Media Advisory - Amyotrophic Lateral Sclerosis (ALS) Society of Canada -
Vincent Damphousse

Invitation to the Health, Sports and Community Media

TORONTO, April 28 /CNW/ - The ALS Society of Canada to award former NHLer Vincent Damphousse and his wife Allana with an Honourary Life Member Award in recognition of their volunteer contributions to Canada's ALS (Lou Gehrig's Disease) community at a special Awards Dinner, on Saturday May 1st, 2010, in conjunction with ALS Canada's Annual General Meeting and Sixth Annual Research Forum.

    
    WHO:      Vincent and Allana Damphousse, official spokespersons of The
              ALS Society of Quebec
              Dr. Denise Figlewicz, PhD, vice president of research, ALS
              Canada
              Dr. Heather Durham, PhD, professor, department of
              neurology/neurosurgery Montreal Neurological Institute, McGill
              University
              Dr.
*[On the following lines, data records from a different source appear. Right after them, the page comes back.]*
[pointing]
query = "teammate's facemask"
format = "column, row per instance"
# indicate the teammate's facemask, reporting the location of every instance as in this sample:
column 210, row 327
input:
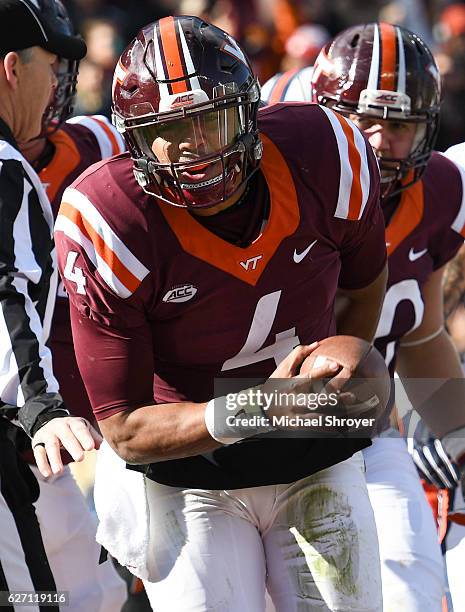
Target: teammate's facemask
column 62, row 101
column 186, row 100
column 384, row 71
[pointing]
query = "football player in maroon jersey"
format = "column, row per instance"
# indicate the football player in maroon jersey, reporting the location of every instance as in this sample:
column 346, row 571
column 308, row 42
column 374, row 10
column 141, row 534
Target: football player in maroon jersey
column 212, row 252
column 59, row 155
column 385, row 79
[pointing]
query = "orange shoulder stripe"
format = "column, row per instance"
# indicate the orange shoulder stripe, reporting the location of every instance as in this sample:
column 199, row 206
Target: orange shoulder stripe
column 356, row 194
column 124, row 275
column 406, row 218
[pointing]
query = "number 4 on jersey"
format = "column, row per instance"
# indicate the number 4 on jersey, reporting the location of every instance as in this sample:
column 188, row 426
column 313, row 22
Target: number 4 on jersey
column 75, row 274
column 262, row 322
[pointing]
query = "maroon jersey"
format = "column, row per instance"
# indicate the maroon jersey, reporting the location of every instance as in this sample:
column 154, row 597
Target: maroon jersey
column 79, row 142
column 161, row 305
column 424, row 232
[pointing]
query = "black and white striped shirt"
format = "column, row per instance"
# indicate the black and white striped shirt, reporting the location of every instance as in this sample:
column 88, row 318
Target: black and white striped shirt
column 28, row 279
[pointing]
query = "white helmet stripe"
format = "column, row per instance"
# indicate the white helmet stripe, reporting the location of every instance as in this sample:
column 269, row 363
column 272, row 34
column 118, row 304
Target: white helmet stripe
column 194, row 81
column 374, row 68
column 159, row 65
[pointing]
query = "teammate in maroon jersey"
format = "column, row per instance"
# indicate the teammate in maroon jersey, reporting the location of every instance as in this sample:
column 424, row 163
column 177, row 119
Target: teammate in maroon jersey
column 385, row 79
column 68, row 527
column 207, row 254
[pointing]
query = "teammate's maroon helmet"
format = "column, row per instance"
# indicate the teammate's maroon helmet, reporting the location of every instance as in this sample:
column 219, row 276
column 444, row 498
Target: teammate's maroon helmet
column 385, row 71
column 61, row 106
column 185, row 99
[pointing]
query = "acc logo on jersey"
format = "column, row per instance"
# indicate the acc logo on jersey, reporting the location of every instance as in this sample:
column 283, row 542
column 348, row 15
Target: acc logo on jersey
column 182, row 293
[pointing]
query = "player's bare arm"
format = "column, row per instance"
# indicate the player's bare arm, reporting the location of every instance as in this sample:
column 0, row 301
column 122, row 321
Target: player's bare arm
column 152, row 433
column 428, row 353
column 358, row 310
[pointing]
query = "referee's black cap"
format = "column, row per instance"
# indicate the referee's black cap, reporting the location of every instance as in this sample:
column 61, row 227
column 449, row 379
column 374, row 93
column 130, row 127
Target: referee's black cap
column 23, row 24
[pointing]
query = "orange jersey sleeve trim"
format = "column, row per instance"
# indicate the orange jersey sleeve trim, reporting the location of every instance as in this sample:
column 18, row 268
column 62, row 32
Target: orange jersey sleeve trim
column 406, row 218
column 124, row 275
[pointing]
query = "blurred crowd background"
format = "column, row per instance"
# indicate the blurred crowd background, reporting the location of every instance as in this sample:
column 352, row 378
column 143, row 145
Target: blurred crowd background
column 277, row 35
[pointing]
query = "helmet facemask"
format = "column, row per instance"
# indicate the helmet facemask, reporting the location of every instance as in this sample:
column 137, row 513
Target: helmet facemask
column 384, row 71
column 399, row 173
column 194, row 156
column 192, row 134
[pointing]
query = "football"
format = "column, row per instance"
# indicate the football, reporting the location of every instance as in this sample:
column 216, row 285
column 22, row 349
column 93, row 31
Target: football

Charles Krieger, PhD, clinician researcher, Vancouver
              Coastal Health ALS program
              Other special guests include: Michael Gardner, Chair of the ALS
              Canada board of directors and David Cameron, President & CEO,
              ALS Canada

    WHAT:     Interview and photo opportunity with Vincent and Allana
              Damphousse, top Canadian researchers/clinicians and ALS
              executives

    WHEN:     Saturday May 1st, 2010 at 6:00 PM (Cocktail), 7:00 PM (Dinner)
              RSVP required

    WHERE:    The Sheraton Gateway Hotel (Terminal 3) Toronto International
              Airport, Alpine Foyer * complimentary parking
    

ABOUT ALS

Amyotrophic Lateral Sclerosis, or ALS, is a devastating and fatal neuromuscular disease. It is sometimes called Lou Gehrig's disease after the legendary New York Yankees first baseman, Lou Gehrig, who lost his battle with ALS at age 38.

ALS, more commonly known as Lou Gehrig's disease, is a rapidly progressive and fatal neuromuscular disease that causes the degeneration of nerve cells in the brain and spinal cord. As the nerve cells die, people with ALS lose control of their muscles, which makes breathing, eating and even smiling almost impossible. Eighty per cent of those diagnosed will die within two to five years. There are approximately 2,500 - 3,000 Canadians living with ALS today

There is no way to predict who will develop ALS - it strikes men and women of all ethnicities, all over the world. While symptoms usually first appear in middle age, the disease can also have its onset as early as the teen years.

ALS Society of Canada

The ALS Society of Canada, founded in 1977, is the only national voluntary health organization dedicated solely to the fight against ALS and support for those living with ALS. The Society funds research towards a cure for ALS, supports our provincial partners in the provision of quality care for those living with ALS, and provides information to build awareness about the disease.

Sixth Annual Research Forum

The sixth annual research forum is being held this weekend - May 1-3 in Toronto. The forum brings together the Canadian research community to discuss the underlying biology of ALS, the development of effective therapies, and improvements in the quality of care for ALS patients and their families. More than 100 researchers and young investigators are attending this three-day conference.

Honourary Life Member Award

Honourary Life members are named in recognition of an extraordinary volunteer contribution to the Canadian ALS community. The Honourary Life Member recipients this year are: Vincent and Allana Damphouse, Dr. Charles Krieger and John and Madonna Kavanagh.